# Fixed Effects
Consider the structural equation relating $Y$ to $X_1$ but with mean that depends on group membership $j=1,...,J$. 
$$
Y_i = \gamma_1X_{1,i} + \alpha_j + \epsilon_i
$$
$$
= \gamma_1X_{1,i} + \sum_{j=1}^J\alpha_j\boldsymbol{1}\{j(i)=j\} + \epsilon_i,
$$
where $\boldsymbol{1}\{j(i)=j\}$ is an indicator that equals 1 if individual $i$ is part of group $j$. Each observation $i$ must belong to some group $j$. Our goal is to better understand this equation and under what circumstances we can identify $\gamma_1$ by regression. This setup is applicable to many scenarios, e.g., when data contains information about individuals within families. In this case $j$ could denote the family. We explore an example below that we've already covered in class.

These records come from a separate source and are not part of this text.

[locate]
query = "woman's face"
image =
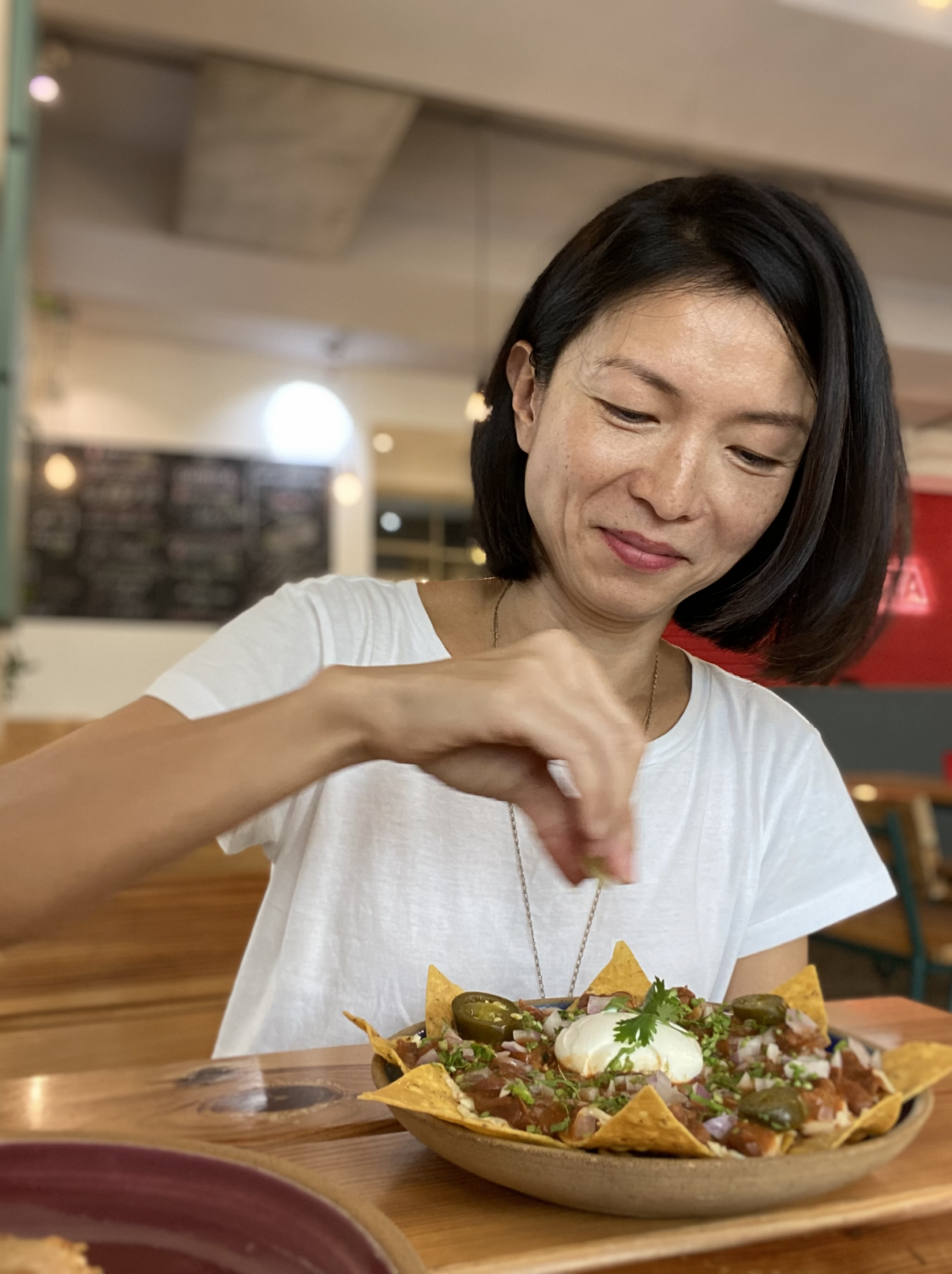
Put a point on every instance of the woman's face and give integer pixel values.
(662, 448)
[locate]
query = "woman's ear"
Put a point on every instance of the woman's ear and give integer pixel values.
(521, 380)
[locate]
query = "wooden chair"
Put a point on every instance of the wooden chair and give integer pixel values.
(910, 929)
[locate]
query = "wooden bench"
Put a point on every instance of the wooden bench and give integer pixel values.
(915, 927)
(140, 978)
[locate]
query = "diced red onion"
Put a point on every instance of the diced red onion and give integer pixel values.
(720, 1125)
(666, 1090)
(474, 1075)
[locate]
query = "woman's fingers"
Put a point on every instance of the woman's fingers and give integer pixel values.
(521, 776)
(544, 698)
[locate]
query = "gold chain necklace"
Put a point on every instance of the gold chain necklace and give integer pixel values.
(515, 831)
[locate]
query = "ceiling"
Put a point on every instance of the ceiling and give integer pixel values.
(518, 125)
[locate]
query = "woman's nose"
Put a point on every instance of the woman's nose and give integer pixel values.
(671, 479)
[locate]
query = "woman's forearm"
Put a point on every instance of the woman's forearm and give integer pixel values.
(132, 792)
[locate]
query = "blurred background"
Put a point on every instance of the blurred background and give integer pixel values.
(255, 262)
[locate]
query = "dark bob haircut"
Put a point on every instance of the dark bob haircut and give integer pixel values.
(807, 595)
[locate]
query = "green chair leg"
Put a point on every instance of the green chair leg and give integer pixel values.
(918, 989)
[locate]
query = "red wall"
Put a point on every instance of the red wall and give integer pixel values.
(916, 646)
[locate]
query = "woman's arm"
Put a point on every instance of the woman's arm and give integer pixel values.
(766, 970)
(135, 790)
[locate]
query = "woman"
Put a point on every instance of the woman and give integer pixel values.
(692, 418)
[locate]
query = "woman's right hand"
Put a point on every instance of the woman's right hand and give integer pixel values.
(490, 724)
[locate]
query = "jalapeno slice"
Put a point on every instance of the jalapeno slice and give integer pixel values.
(766, 1011)
(781, 1108)
(485, 1018)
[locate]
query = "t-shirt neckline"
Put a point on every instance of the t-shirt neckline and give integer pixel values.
(679, 736)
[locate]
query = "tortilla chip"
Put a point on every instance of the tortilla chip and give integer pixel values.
(646, 1124)
(622, 973)
(916, 1065)
(382, 1047)
(440, 995)
(430, 1091)
(803, 993)
(875, 1120)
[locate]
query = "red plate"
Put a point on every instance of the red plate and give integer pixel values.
(145, 1209)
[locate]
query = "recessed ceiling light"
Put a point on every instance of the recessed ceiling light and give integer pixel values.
(60, 471)
(307, 423)
(43, 88)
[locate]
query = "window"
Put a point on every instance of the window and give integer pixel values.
(420, 539)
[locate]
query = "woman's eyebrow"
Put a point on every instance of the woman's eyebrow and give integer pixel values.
(644, 374)
(786, 420)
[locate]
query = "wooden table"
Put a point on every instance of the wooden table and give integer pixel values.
(302, 1108)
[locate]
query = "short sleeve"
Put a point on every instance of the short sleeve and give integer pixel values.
(274, 647)
(819, 865)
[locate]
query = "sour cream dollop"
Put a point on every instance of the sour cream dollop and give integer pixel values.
(588, 1046)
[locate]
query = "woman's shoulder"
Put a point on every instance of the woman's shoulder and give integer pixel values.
(361, 618)
(750, 706)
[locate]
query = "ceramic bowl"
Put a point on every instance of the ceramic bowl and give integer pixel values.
(643, 1185)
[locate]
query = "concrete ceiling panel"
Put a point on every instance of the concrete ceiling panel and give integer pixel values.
(743, 82)
(285, 161)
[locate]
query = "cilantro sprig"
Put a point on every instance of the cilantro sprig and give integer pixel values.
(661, 1004)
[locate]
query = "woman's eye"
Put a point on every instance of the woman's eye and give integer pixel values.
(628, 414)
(755, 460)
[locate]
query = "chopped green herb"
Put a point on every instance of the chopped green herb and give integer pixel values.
(662, 1004)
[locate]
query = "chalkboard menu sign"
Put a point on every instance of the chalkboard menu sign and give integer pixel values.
(152, 535)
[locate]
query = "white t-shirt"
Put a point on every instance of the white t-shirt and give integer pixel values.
(747, 838)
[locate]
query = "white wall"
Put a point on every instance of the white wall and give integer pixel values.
(99, 386)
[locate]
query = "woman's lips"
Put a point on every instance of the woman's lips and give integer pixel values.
(640, 553)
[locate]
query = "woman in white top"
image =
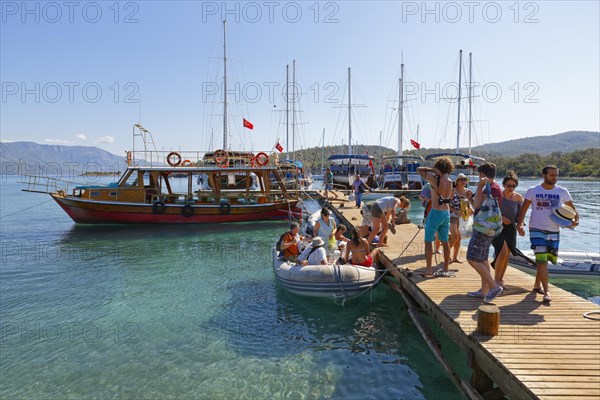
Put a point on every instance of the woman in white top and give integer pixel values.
(315, 254)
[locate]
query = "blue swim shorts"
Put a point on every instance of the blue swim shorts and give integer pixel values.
(437, 221)
(544, 245)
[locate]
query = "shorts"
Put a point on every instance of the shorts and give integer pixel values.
(544, 245)
(376, 212)
(367, 263)
(366, 212)
(479, 246)
(437, 221)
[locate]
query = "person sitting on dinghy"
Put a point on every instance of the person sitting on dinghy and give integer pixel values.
(342, 240)
(360, 247)
(315, 254)
(290, 242)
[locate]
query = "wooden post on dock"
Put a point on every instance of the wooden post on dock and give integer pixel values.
(488, 320)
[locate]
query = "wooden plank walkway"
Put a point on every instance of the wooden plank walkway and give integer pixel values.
(542, 351)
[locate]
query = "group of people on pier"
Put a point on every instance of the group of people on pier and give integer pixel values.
(448, 199)
(446, 202)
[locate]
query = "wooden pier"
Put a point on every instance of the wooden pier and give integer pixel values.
(546, 351)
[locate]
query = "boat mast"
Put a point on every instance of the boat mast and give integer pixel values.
(322, 149)
(470, 98)
(349, 117)
(225, 85)
(380, 151)
(459, 83)
(400, 109)
(418, 133)
(287, 111)
(294, 108)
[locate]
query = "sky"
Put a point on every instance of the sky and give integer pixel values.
(83, 73)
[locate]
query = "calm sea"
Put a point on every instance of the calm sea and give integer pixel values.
(195, 312)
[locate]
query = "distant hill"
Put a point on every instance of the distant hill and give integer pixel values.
(33, 158)
(565, 142)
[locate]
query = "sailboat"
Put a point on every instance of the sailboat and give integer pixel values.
(465, 163)
(345, 166)
(400, 171)
(219, 186)
(295, 174)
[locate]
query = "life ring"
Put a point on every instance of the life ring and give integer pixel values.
(262, 159)
(158, 207)
(177, 156)
(225, 208)
(187, 211)
(220, 157)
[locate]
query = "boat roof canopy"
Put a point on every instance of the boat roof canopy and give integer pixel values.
(296, 163)
(460, 155)
(350, 157)
(408, 157)
(170, 169)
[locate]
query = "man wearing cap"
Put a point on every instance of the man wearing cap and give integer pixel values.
(290, 241)
(315, 254)
(552, 207)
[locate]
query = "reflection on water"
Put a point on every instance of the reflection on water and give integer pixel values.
(155, 311)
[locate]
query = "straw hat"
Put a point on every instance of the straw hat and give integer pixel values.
(317, 242)
(563, 215)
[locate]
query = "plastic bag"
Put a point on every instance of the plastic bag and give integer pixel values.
(465, 227)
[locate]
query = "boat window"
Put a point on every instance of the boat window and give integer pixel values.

## Example: J=2, A dummy variable for group membership
I will argue that we've already seen this setup. Consider the case where $J=2$, (i.e., there are two groups). Let $X_2=1$ if a member of group $j=1$ and $X_2=0$ if a member of group $j=2$. We can therefore rewrite the structural equation as
$$
Y_i = \gamma_1X_{1,i} + \alpha_1X_{2,i} + \alpha_2(1-X_{2,i}) + \epsilon_i
$$
or
$$
Y_i = \alpha_2 + \gamma_1X_{1,i} + (\alpha_1 - \alpha_2)X_{2,i} + \epsilon_i
$$
$$
= \gamma_0 + \gamma_1X_{1,i} + \gamma_2X_{2,i} + \epsilon_i
$$
where we define $\gamma_0=\alpha_2$ and $\gamma_2=(\alpha_1-\alpha_2)$. The question now is, suppose we estimated the regression of $Y$ on $X_1$ and $X_2$. How would we interpret $\beta_1$ from this regression and under what conditions will it identify $\gamma_1$?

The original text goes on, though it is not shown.